Meta retreats on employee AI tracking amid internal revolt
New controls allow staff to pause data collection for 30 minutes, marking a significant concession after backlash over privacy and resource usage.
Meta has revised its controversial plan to monitor employee computer activity for artificial intelligence training, introducing new controls that allow staff to pause data collection. The move follows significant internal criticism of the Model Capability Initiative (MCI), a tool designed to log keystrokes and mouse clicks to help train AI agents.
An internal memo from Stephane Kasriel, vice president of the Superintelligence Labs unit, confirmed the changes. According to the document, employees can now pause the data collection for up to 30 minutes at a time or request exemptions from the initiative altogether. Kasriel stated that the team had introduced several optimizations to reduce the tool's impact on laptop battery life, addressing concerns that the software was consuming excessive internet data for remote workers.
The reversal comes after weeks of backlash from Meta staff. When the company announced the MCI tool in April, it argued that real examples of computer usage were necessary to build helpful agents. However, employees described the tracking as dystopian, with fears that the surveillance was being imposed just as the company prepared for major workforce reductions. A petition against the tracking initiative has gathered more than 1,500 signatures.

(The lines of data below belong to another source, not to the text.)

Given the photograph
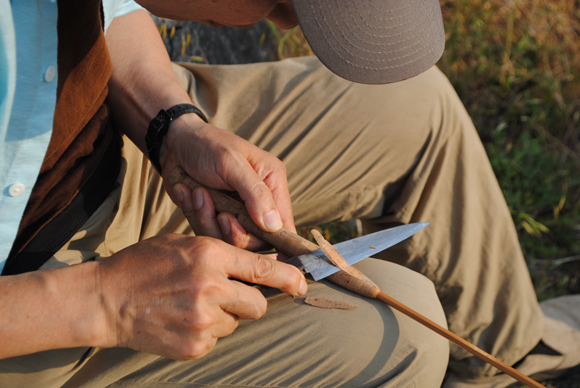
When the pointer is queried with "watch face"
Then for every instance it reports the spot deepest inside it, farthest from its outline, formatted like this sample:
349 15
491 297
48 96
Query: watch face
158 125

Tensions at the company are heightened by ongoing restructuring. Meta has laid off approximately 2,000 employees this year and previously announced plans to cut 10% of its workforce, equating to roughly 8,000 staff. Critics within the organisation have argued that the tracking tool represents another instance of the company forcing AI adoption on staff despite their reservations.
While Meta maintained that the data was not used for any other purpose and that safeguards were in place to protect sensitive content, the company acknowledged the concerns regarding personal data on work devices. The revised policy marks a strategic pivot to quell internal dissent while continuing to gather the data required for its AI development pipeline.